Hantz's 31.52-meter discus throw at Oklahoma qualified him for the Paralympics, though his personal-best of 32.86 would have earned him a bronze at the 2002 World Wheelchair Games, he said. "Discus is the only one I have any hopes of medaling in," said Hantz, who, like Timms, also heaves the shot put and javelin.
Hantz, born without thigh bones, tried wrestling as a youth in the Greater Latrobe school district. He played in the pep band at Nittany Lions basketball games, which is where Terri Lucas first spotted him racing home one winter night a few years ago and drafted him for the wheelchair sports she directs at Penn State. Hantz quickly became an elite athlete in the sport.
"The first time is tough," Lucas said of international competition that will include a U.S. delegation of only 30 athletes, "because of travel, getting rest, learning not to sightsee too much. But he's very focused. I think he'll do pretty well."

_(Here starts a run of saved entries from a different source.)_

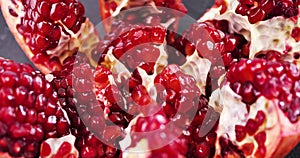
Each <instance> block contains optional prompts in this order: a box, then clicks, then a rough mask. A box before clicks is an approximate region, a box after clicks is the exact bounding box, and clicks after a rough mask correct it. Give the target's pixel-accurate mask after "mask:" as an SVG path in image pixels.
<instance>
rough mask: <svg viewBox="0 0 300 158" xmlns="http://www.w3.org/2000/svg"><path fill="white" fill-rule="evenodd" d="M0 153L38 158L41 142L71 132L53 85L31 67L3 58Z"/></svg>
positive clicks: (25, 64)
mask: <svg viewBox="0 0 300 158" xmlns="http://www.w3.org/2000/svg"><path fill="white" fill-rule="evenodd" d="M0 72H1V73H0V78H1V81H0V82H1V84H0V85H1V86H0V97H1V106H0V114H1V115H2V117H1V118H0V126H1V130H0V142H1V143H0V151H1V152H8V154H9V155H10V156H12V157H36V156H38V155H39V151H40V150H39V149H40V146H41V143H42V142H43V141H44V140H46V139H48V138H59V137H62V136H65V135H67V134H69V133H70V130H69V122H68V120H67V118H66V116H65V115H64V112H63V110H62V109H61V107H60V106H59V105H58V104H57V102H58V97H57V93H56V92H55V90H54V88H53V87H52V85H51V83H50V82H48V81H47V80H46V78H45V77H44V76H43V75H42V74H41V73H40V72H38V71H35V70H34V69H33V68H32V67H31V66H30V65H27V64H18V63H15V62H14V61H12V60H7V59H3V58H1V59H0Z"/></svg>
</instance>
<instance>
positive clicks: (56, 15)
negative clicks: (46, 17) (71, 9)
mask: <svg viewBox="0 0 300 158" xmlns="http://www.w3.org/2000/svg"><path fill="white" fill-rule="evenodd" d="M67 13H68V7H67V5H66V4H65V3H63V2H58V3H54V4H52V6H51V11H50V18H51V19H52V20H53V21H57V20H61V19H63V18H65V17H66V15H67Z"/></svg>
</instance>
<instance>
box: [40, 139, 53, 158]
mask: <svg viewBox="0 0 300 158" xmlns="http://www.w3.org/2000/svg"><path fill="white" fill-rule="evenodd" d="M40 152H41V153H40V154H41V156H49V155H50V154H51V147H50V145H49V144H48V143H46V142H43V143H42V145H41V151H40Z"/></svg>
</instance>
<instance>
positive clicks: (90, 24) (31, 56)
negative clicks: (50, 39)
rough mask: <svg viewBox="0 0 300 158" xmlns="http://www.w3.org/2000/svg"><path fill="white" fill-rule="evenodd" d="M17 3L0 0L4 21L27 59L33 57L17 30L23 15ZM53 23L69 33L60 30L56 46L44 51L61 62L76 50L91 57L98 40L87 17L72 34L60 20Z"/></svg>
mask: <svg viewBox="0 0 300 158" xmlns="http://www.w3.org/2000/svg"><path fill="white" fill-rule="evenodd" d="M15 2H16V3H17V5H14V4H13V3H12V0H1V1H0V6H1V10H2V13H3V16H4V17H5V20H6V23H7V25H8V27H9V29H10V31H11V32H12V34H13V35H14V37H15V39H16V41H17V42H18V44H19V45H20V47H21V48H22V49H23V51H24V52H25V53H26V55H27V56H28V58H29V59H31V58H32V57H33V55H34V54H33V53H32V52H31V50H30V48H29V47H28V46H27V43H26V41H25V39H24V38H23V36H22V35H21V34H20V33H19V32H18V31H17V28H16V25H17V24H20V23H21V17H24V15H25V12H24V6H23V4H22V2H21V1H20V0H15ZM9 8H12V9H13V10H14V11H15V12H16V13H17V14H18V16H17V17H14V16H12V15H10V13H9ZM54 23H59V24H60V26H62V28H63V29H64V30H65V31H66V32H67V33H68V34H69V35H68V34H66V33H65V32H64V31H62V32H61V37H60V40H59V43H58V46H57V47H56V48H54V49H52V50H47V51H46V53H47V54H48V55H49V56H50V57H54V56H59V57H60V60H61V62H62V61H63V60H64V59H65V58H67V57H68V56H70V55H72V54H73V53H75V52H76V51H77V50H78V51H80V52H83V53H86V54H87V56H88V57H89V58H90V59H91V52H92V50H93V49H94V48H95V47H96V46H97V43H98V42H99V41H100V39H99V37H98V35H97V33H96V30H95V28H94V25H93V24H92V23H91V22H90V21H89V19H88V18H87V19H86V21H85V22H84V23H82V25H81V27H80V30H79V31H78V32H77V33H76V34H74V33H73V32H72V31H71V30H69V29H68V28H67V27H66V26H65V25H64V24H63V23H62V22H61V21H56V22H54ZM94 60H97V59H94ZM94 60H93V59H91V62H92V64H93V65H96V61H94ZM36 66H37V67H39V68H41V69H42V71H43V72H44V73H46V74H48V73H50V70H48V69H46V68H44V67H43V66H42V65H40V64H36Z"/></svg>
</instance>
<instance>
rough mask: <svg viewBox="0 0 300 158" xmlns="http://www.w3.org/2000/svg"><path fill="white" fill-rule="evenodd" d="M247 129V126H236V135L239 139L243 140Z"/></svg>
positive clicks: (237, 125)
mask: <svg viewBox="0 0 300 158" xmlns="http://www.w3.org/2000/svg"><path fill="white" fill-rule="evenodd" d="M246 134H247V131H246V129H245V127H243V126H240V125H236V126H235V137H236V140H237V141H242V140H243V139H244V138H245V137H246Z"/></svg>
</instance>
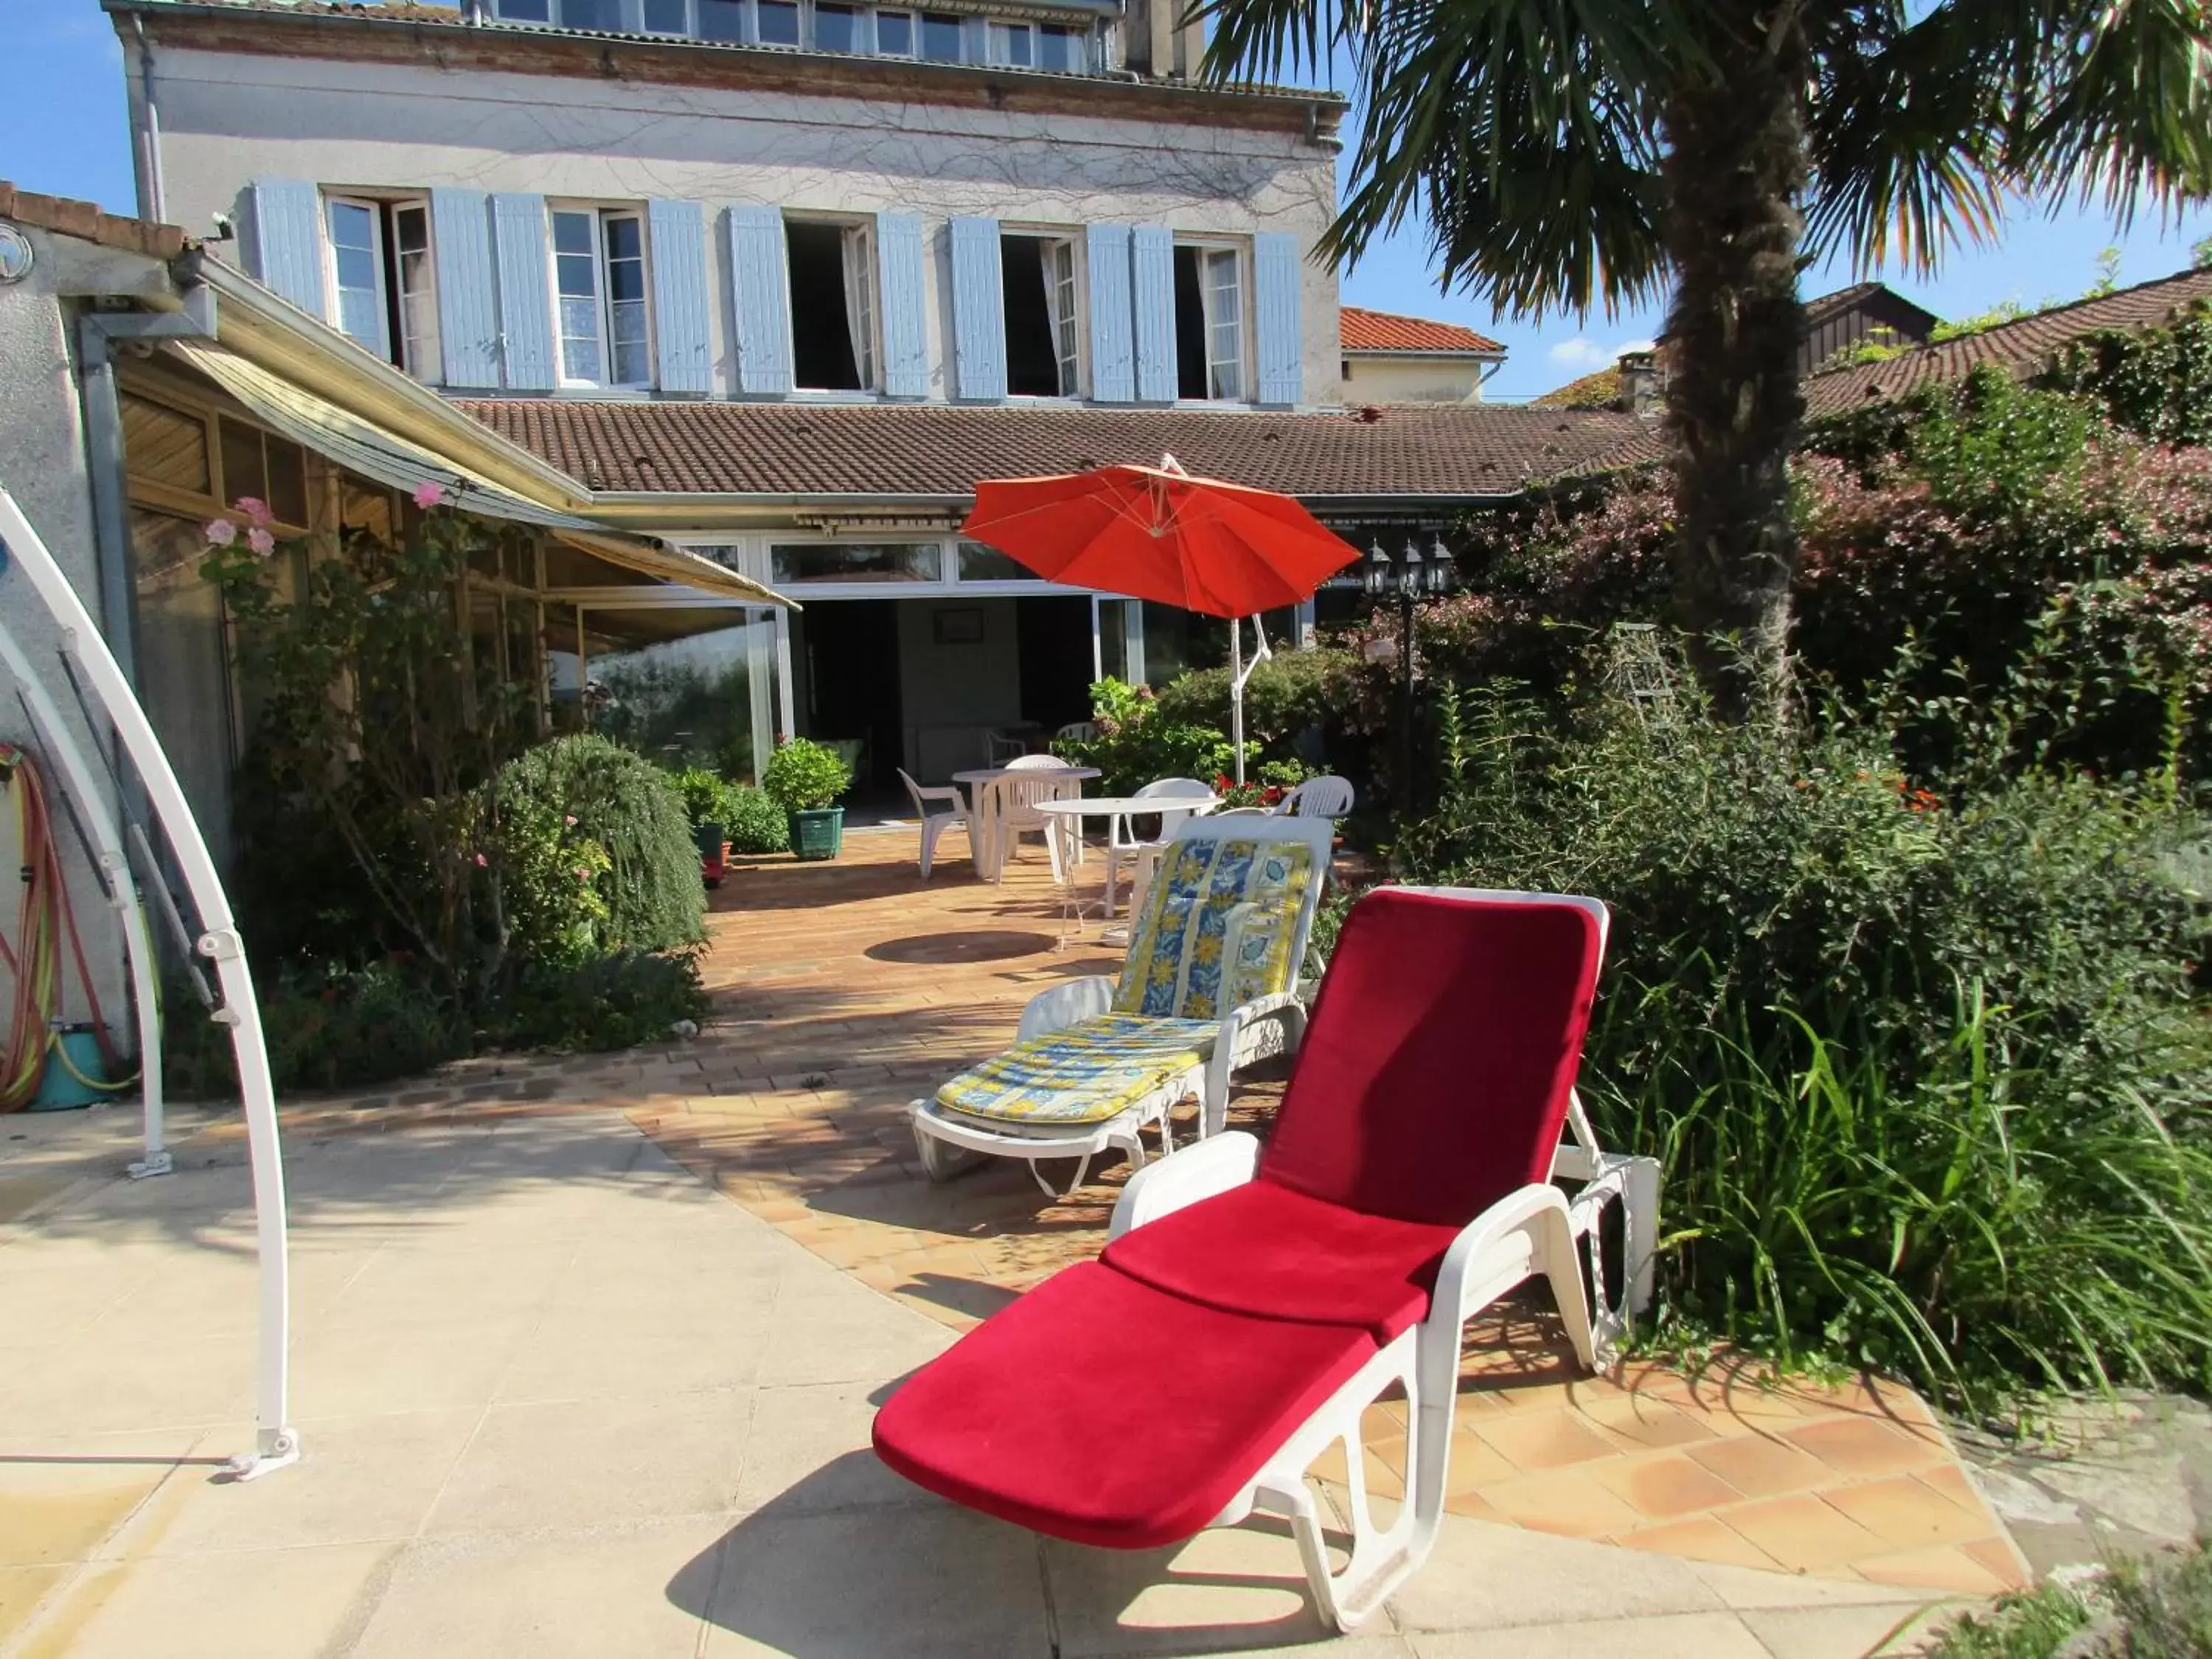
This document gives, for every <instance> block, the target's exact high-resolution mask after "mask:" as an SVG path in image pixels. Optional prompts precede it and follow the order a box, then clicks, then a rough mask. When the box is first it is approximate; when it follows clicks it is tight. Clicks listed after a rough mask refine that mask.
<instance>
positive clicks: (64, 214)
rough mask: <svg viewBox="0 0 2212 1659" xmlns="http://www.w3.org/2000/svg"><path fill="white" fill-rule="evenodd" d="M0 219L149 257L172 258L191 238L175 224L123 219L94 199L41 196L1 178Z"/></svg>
mask: <svg viewBox="0 0 2212 1659" xmlns="http://www.w3.org/2000/svg"><path fill="white" fill-rule="evenodd" d="M0 219H13V221H15V223H20V226H33V228H38V230H51V232H55V234H62V237H77V239H80V241H95V243H100V246H102V248H122V250H124V252H133V254H146V257H148V259H175V257H177V254H181V252H184V248H186V241H190V239H188V237H186V234H184V230H179V228H177V226H157V223H153V221H150V219H124V217H122V215H115V212H108V210H106V208H102V206H100V204H97V201H77V199H73V197H44V195H38V192H35V190H18V188H15V186H13V184H9V181H7V179H0Z"/></svg>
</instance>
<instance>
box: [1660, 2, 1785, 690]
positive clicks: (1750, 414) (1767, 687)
mask: <svg viewBox="0 0 2212 1659" xmlns="http://www.w3.org/2000/svg"><path fill="white" fill-rule="evenodd" d="M1710 4H1712V13H1714V15H1712V20H1714V22H1717V24H1721V27H1717V29H1714V31H1712V35H1714V40H1719V42H1725V44H1723V46H1721V49H1719V51H1721V60H1719V62H1717V64H1714V69H1712V71H1710V73H1694V75H1686V80H1683V84H1681V86H1679V88H1674V93H1672V95H1670V97H1668V104H1666V139H1668V157H1666V175H1663V177H1666V192H1668V228H1666V234H1668V257H1670V259H1672V265H1674V272H1677V290H1674V310H1672V314H1670V316H1668V358H1670V376H1668V414H1666V427H1668V436H1670V440H1672V445H1670V449H1672V465H1674V511H1677V540H1674V602H1677V611H1679V617H1681V624H1683V626H1686V628H1688V630H1690V635H1692V655H1694V659H1697V666H1699V675H1701V679H1703V681H1705V686H1708V690H1710V692H1712V695H1714V701H1717V703H1719V708H1721V710H1723V712H1725V714H1728V717H1732V719H1745V717H1750V714H1752V712H1754V710H1759V708H1774V703H1776V699H1778V695H1781V690H1783V686H1785V684H1787V637H1790V582H1792V577H1794V575H1796V560H1798V542H1796V526H1794V524H1792V520H1790V449H1792V445H1794V440H1796V431H1798V420H1801V416H1803V411H1805V403H1803V398H1801V396H1798V387H1796V354H1798V336H1801V323H1803V310H1801V305H1798V296H1796V261H1798V243H1801V239H1803V232H1805V221H1803V215H1801V212H1798V195H1801V190H1803V188H1805V177H1807V159H1805V126H1803V100H1805V73H1807V55H1805V44H1803V35H1801V33H1798V24H1796V7H1794V4H1792V0H1710ZM1730 639H1732V644H1730Z"/></svg>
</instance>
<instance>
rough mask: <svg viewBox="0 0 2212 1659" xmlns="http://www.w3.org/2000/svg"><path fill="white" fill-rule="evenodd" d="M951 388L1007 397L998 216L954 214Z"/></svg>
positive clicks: (1005, 363)
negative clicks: (991, 217) (972, 215)
mask: <svg viewBox="0 0 2212 1659" xmlns="http://www.w3.org/2000/svg"><path fill="white" fill-rule="evenodd" d="M951 232H953V387H956V394H958V396H962V398H1004V396H1006V283H1004V276H1002V270H1000V259H998V219H953V221H951Z"/></svg>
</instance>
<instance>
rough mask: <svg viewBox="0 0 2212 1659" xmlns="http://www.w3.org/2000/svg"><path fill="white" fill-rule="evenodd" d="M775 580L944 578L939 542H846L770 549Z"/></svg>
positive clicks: (890, 580)
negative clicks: (841, 543) (837, 543)
mask: <svg viewBox="0 0 2212 1659" xmlns="http://www.w3.org/2000/svg"><path fill="white" fill-rule="evenodd" d="M768 562H770V568H772V573H774V575H772V577H770V580H772V582H942V580H945V549H942V546H940V544H936V542H847V544H805V542H801V544H799V546H772V549H768Z"/></svg>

Timms, afflicted with spina bifida, began racing at about age 5 after watching the Pittsburgh Marathon on television. She became a six-time Great Race wheelchair winner. Surgery for scoliosis at age 15 put a nearly three-year crimp in her athletic career. Her first competition after that was the junior championships in Seattle, and "she realized how much ground she had lost," her father-coach said. So Timms changed her specialty from racing to the javelin, shot put and discus, events in which she will compete -- along with the pentathlon, which includes 200- and 1,500-meter races -- at the games.
"Getting out of school first semester is a plus," said Timms, who withdrew from CCAC a week before it started. "Got to make it up in January, though. But it's worth it."